Instrument-rated pilots are allowed to fly when visibility is poor and
clouds are low in the sky. Those pilots are required to have a total of
125 hours of pilot experience and 40 hours of instrument instruction, in
addition to passing a written test and a "checkride."

According to a study done by the Delaware Valley Planning Commission,
during a one-year period, about 44,400 total planes took off or landed
at Brandywine Airport between 2001 and 2002.

About 48,200 total planes took off or landed at Chester County Airport
during a one-year period between 2002 and 2003.

About 26,400 total planes took off or landed at New Garden Aviation
during a one-year period between 2001 and 2002.

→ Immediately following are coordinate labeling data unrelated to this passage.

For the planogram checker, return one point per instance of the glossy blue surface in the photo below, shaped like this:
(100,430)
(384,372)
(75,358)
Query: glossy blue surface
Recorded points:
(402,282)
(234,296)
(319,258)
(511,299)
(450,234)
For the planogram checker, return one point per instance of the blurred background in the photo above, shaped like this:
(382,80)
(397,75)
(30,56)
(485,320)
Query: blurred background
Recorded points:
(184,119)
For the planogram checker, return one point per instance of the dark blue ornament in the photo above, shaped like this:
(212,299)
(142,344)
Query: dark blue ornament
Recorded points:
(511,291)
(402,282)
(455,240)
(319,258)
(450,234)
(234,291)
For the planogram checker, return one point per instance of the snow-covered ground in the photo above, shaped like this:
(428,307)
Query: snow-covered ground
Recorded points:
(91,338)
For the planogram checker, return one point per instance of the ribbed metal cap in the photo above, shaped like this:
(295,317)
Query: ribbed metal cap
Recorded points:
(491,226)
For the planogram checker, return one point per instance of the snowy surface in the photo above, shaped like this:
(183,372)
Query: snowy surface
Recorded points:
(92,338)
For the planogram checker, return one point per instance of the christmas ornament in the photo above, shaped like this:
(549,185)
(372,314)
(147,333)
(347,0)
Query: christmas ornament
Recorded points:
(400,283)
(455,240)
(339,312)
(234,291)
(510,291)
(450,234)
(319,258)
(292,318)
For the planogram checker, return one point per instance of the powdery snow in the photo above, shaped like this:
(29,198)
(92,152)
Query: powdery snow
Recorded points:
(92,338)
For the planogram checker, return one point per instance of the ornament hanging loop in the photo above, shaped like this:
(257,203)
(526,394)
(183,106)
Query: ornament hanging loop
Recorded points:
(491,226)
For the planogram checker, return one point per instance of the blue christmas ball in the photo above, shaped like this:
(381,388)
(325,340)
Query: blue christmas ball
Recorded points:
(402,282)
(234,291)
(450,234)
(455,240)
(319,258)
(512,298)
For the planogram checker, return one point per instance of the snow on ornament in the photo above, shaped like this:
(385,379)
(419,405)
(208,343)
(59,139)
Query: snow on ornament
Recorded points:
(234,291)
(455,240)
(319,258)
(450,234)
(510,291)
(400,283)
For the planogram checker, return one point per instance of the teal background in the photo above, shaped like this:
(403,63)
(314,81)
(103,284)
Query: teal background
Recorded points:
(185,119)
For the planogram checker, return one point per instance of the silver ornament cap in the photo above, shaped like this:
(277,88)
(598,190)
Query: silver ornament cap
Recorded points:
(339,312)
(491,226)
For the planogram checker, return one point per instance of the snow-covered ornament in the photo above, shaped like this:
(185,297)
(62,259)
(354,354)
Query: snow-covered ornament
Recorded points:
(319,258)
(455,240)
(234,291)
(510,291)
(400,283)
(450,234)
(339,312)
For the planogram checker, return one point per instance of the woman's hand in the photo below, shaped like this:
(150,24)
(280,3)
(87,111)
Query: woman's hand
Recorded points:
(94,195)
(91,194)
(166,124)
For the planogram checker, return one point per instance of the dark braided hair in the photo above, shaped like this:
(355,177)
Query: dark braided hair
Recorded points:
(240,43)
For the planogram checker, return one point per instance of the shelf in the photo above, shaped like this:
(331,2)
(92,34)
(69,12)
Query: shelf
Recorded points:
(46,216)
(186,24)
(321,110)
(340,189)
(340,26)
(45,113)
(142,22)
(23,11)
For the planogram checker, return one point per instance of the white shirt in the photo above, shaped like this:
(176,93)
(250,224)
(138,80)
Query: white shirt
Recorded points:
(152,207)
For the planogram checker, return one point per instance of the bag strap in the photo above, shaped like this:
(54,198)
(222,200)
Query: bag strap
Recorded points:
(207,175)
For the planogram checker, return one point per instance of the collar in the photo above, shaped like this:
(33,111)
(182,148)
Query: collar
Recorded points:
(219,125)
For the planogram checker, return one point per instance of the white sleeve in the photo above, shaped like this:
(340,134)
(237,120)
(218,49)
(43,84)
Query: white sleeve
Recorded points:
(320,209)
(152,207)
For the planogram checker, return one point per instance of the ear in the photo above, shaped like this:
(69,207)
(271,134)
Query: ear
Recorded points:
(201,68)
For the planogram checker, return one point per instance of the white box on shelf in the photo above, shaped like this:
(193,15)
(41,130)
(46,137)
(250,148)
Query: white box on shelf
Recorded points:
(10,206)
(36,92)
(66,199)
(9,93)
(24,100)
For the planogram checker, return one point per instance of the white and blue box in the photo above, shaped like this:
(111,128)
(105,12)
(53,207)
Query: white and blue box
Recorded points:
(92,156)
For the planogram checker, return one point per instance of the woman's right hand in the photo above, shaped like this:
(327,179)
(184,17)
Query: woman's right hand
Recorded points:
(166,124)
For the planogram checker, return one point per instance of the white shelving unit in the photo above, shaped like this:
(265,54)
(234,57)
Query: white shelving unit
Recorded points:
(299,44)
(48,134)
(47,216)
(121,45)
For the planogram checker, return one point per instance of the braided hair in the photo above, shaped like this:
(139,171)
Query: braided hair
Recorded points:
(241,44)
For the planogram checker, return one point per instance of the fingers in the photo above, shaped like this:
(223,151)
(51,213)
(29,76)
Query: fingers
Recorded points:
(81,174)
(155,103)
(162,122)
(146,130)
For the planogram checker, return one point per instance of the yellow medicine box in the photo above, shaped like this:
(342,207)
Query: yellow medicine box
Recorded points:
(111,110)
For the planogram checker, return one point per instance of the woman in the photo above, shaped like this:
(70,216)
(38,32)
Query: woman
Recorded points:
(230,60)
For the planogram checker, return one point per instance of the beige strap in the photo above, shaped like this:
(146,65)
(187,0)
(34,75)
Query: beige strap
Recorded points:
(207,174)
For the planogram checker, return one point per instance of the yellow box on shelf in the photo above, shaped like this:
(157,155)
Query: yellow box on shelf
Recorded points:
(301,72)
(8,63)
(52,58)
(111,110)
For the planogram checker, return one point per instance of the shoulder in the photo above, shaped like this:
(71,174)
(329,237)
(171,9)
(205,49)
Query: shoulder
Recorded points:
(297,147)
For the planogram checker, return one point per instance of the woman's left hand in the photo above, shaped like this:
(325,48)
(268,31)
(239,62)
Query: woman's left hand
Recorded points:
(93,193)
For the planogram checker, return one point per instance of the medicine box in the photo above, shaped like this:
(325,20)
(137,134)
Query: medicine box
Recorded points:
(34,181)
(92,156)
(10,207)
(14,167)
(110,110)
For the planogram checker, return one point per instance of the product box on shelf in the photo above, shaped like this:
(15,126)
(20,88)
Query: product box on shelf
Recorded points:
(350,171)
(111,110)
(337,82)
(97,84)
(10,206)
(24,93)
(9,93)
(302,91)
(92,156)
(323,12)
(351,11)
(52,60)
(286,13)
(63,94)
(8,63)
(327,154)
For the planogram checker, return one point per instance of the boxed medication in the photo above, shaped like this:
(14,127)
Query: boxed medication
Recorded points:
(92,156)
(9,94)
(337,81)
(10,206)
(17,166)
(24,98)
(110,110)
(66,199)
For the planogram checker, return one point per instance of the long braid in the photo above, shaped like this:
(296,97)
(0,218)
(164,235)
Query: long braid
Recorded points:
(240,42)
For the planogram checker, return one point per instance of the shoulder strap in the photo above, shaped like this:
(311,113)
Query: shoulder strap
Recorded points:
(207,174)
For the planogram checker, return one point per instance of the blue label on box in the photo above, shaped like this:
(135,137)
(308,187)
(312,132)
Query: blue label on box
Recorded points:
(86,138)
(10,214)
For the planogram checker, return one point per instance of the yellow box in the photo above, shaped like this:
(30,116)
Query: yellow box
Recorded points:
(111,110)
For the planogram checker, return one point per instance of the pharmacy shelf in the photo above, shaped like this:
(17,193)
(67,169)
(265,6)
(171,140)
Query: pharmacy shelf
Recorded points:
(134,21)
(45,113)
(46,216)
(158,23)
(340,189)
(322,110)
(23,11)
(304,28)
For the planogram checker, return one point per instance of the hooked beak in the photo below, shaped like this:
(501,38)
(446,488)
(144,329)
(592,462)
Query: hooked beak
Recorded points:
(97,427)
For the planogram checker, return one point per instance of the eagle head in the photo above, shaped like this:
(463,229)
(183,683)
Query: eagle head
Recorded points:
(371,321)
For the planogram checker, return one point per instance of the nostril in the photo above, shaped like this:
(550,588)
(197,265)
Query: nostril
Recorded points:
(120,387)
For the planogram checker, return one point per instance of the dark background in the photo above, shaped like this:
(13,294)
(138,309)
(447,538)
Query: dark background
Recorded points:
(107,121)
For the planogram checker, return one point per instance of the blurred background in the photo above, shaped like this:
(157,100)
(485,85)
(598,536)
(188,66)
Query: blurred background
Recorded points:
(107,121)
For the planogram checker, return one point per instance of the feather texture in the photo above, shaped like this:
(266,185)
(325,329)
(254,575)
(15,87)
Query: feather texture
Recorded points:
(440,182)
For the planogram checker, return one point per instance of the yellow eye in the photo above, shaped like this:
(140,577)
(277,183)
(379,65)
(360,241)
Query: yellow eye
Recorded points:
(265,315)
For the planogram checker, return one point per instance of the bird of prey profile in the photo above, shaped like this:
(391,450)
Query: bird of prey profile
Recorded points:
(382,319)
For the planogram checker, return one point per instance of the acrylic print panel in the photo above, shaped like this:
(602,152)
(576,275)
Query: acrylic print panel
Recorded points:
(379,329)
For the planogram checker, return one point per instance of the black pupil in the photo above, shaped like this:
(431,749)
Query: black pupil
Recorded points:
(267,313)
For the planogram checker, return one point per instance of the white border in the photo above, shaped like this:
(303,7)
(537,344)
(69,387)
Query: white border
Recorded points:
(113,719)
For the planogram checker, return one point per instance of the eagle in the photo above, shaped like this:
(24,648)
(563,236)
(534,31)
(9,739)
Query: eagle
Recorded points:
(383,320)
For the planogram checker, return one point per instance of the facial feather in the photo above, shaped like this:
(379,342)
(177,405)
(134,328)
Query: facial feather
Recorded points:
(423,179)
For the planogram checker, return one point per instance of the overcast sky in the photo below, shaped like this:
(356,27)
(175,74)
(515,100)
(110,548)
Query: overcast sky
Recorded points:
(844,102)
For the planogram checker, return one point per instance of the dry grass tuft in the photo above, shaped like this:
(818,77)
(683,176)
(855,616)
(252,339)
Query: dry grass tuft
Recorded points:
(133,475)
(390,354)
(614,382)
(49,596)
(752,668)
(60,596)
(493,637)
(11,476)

The study is conducted by counting the number of takeoffs and landings
in two-week sessions during each of the four seasons of the year. That
eight-week sample is used to extrapolate an approximation for the total
year.

Roger Moog, manager of the office of aviation planning at the DVRPC,
said that he's noticed a trend that since the Sept. 11, 2001 terrorist
attacks, recreational flying -- known as general aviation -- traffic at
smaller airports such as the ones in Chester County has gone down
because of the costs of flying.

But don't tell the neighbors of the county's airports who hear the noise
everyday that there's fewer flights.

Taylor said he gets more calls complaining about the planes' noise than
neighbors who are afraid of any crashes.

"On occasion, I have looked up and wondered if they were going to make
it," said Donna White, a resident of Hillside Drive near Brandywine
Airport for 28 years. "Sometimes the engines sound like they're slowing
down and it makes you look up."

Others who live near the airport, like Roland Woodward of Greystone
Drive, have no problems with their neighbor, even taking into account
the recent tragedies.

"The planes go in and out here all the time. We certainly see them, but
I don't find them either annoying or threatening," said Woodward, who
has lived in his home for 16 years.

Even Laura Pappard, who lives next door to the home that sustained the
most damage in the Tuesday plane crash, said that the accident has not
caused her to worry every time an airplane flies over.

"I don't think I will look at (the planes overhead) any differently,"
said the Grand View Road resident. "I don't believe this is something
that will happen on a regular basis."